Inteligência e memória de gênio são traços com grande vocação a ferramenta de alto valor de mercado no capitalismo. Luiz Felipe Pondé via FSP:
O
conceito de tendência de comportamento não pode ser confundido com moda
de comportamento. Esta, quando alçada à condição de tendência —conceito
de vocação sociológica que transcende a alma mesquinha do marketing—,
confunde fetiches de riquinhos —como salvar crianças na Nigéria num
sabático ou pedir demissão de empregos porque não encontram
"propósitos"— com movimentos sociais não feitos para consumo imediato de
nichos afluentes, apesar de movimentar o mercado de bens e gestos.
Toda
tendência de comportamento tem vocação a se tornar commodity. Uma
tendência atual que merece a nossa atenção é a do autismo como moda de
comportamento hype.
"O autismo tá bombando!"
Ouvi essa frase outro dia de um profissional na área. Como o que ontem
era um diagnóstico psicopatológico se transformou numa tendência de
estilo de vida hype? Atenção para o componente altamente irônico da
seguinte afirmação: agora todo mundo quer ter um filho autista.
Talvez
hoje valha mais do que um filho trans no mercado das vanguardas de
comportamento. Como um sofrimento humano gigantesco pode se transformar
numa commodity hype de comportamento? A série coreana "Uma Advogada
Extraordinária", da Netflix, ilustra esse fenômeno. Sinopse básica:
brilhante advogada autista, com inteligência muito acima da média e
capacidade de memória monstruosa, sofre com dificuldades de
relacionamento.
A sinopse acima ilustra claramente a fetichização do sofrimento de uma psicopatologia.
Inteligência e memória de gênio, traços com grande vocação a ferramenta
de alto valor de mercado no capitalismo contemporâneo focado em
"conhecimento" —com aspas sim—, apontam para a tendência de fazer do
autismo um "plus" com qualidades cognitivas invejáveis. O filme "O
Contador", com Ben Affleck, já fazia de um autista um assassino profissional, e contador, como ninguém.
Ali
já aparecia a grande qualidade autista para o mercado de bens e gestos:
ser focado. Nossa advogada brilhante sofre com dificuldades de
relacionamento. Alguém poderia dizer, com propriedade, quem hoje não
sofre com dificuldade de relacionamento? Tal tipo de dificuldade pode
ser o preço a pagar para você ser um gênio, não? Além do fato que
relacionamentos somam menos ao modelo de sucesso no século 21 do que
inteligência e memória somam ao mercado de trabalho.
A
suspeita de que altas qualidades cognitivas podem caminhar passo a
passo com dificuldades afetivas no mundo já existia com relação à
melancolia. Do ponto de vista do melancólico, só pessoas superficiais
seriam alegres. A questão é que a melancolia caiu de moda porque ela não
oferece qualidades cognitivas que agregam valor ao "capitalismo de
conhecimento"—com aspas sim, porque a expressão é miserável e não deve
ser confundida com valor do conhecimento real —que marca o século 21.
O
novo autista é um comportamento filho da diversidade psíquica, não
vítima de um drama ambiental familiar gravíssimo. O sofrimento dos
familiares, claro, tende a abraçar o autismo hype como forma de
investimento na autoestima do grupo.
Esse
salto qualitativo anima o mercado da saúde mental de modo promissor.

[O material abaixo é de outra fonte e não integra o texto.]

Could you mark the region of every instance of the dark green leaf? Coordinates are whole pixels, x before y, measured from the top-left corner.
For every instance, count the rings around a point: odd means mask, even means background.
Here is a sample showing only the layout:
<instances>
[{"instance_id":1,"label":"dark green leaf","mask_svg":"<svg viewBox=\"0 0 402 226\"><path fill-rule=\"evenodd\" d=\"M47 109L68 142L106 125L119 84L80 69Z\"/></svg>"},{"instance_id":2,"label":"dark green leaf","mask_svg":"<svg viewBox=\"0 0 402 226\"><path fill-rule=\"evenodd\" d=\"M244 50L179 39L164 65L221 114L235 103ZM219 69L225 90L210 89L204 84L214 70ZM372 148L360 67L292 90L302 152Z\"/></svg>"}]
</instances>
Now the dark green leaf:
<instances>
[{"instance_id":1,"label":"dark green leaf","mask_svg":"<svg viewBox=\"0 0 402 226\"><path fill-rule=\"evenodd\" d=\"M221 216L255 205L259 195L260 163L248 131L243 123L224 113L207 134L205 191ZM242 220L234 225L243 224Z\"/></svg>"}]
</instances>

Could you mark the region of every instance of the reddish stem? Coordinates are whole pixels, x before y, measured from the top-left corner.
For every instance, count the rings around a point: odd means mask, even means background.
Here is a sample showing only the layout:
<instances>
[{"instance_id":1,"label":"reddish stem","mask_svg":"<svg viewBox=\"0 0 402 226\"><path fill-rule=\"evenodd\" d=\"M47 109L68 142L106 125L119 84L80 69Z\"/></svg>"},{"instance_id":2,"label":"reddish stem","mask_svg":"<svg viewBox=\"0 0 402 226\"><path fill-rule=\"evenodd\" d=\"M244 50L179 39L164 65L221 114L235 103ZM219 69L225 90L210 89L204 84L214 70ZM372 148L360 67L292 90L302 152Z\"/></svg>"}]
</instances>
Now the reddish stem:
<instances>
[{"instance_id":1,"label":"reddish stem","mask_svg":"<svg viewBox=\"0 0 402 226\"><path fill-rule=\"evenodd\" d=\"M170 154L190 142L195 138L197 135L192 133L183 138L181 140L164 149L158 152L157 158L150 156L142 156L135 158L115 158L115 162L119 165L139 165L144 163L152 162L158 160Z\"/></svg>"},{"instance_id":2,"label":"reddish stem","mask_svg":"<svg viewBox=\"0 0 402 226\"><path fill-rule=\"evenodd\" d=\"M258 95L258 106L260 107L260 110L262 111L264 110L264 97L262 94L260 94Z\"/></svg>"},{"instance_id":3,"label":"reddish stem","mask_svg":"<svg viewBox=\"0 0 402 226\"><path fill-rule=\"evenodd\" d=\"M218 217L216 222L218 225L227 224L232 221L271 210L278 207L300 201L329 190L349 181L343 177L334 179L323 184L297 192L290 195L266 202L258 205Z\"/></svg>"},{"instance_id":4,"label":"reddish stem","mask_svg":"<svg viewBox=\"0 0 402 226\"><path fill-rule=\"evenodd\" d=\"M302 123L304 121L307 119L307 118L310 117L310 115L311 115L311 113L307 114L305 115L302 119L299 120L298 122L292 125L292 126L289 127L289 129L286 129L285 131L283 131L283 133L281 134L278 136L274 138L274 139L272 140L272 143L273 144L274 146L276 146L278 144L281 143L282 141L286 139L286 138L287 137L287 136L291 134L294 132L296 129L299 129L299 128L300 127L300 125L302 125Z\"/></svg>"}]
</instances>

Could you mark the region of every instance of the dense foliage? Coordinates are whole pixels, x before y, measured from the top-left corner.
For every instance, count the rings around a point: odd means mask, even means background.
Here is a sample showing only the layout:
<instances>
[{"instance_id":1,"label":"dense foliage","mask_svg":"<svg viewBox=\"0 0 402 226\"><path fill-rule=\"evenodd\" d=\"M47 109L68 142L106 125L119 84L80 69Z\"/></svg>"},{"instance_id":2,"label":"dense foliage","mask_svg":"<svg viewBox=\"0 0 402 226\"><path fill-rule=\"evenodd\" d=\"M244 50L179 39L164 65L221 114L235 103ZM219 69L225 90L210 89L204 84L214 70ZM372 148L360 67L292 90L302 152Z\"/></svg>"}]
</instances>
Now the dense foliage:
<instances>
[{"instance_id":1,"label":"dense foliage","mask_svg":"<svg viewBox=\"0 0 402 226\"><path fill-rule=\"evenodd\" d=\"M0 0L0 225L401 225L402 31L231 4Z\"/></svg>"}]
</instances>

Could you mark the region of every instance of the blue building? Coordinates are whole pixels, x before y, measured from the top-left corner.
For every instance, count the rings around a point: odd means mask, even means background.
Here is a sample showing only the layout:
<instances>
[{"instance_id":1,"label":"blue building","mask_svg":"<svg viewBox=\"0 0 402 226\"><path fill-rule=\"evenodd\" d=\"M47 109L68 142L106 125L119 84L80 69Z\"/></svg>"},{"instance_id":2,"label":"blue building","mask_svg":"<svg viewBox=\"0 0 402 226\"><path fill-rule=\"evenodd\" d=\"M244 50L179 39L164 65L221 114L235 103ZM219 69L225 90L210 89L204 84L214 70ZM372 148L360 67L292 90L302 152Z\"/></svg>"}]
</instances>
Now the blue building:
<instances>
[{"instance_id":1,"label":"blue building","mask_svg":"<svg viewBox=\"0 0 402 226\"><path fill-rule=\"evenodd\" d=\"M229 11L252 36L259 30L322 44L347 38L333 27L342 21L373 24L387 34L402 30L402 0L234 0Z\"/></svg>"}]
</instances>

Num evento de profissionais de saúde mental recente no Brasil, uma
psicanalista, seguindo a teoria de D.W. Winnicott (1896-1971), segundo a
qual podemos entender o autismo como consequência do incômodo materno
radical com a criança indesejada, fazendo do ambiente afetivamente
hostil um espaço do qual a criança deve se isolar de modo radical —o
conhecido isolamento autista—, quase foi apedrejada como uma herege
maldita.
Qual
o pecado dessa teoria? O pecado está no fato de ela apontar para o
ambiente destrutivo —inclusive sendo a mãe parte essencial dessa
destrutividade— como causa essencial do autismo. Isso é imperdoável para
uma sociedade que elegeu o otimismo como virtude cívica.
O
autismo deve ser cada vez mais uma personalidade positiva que oferece
um bem fundamental para o mundo do trabalho: ser focado. O autista real, que você tem em casa, deve ser trocado pela advogada extraordinária.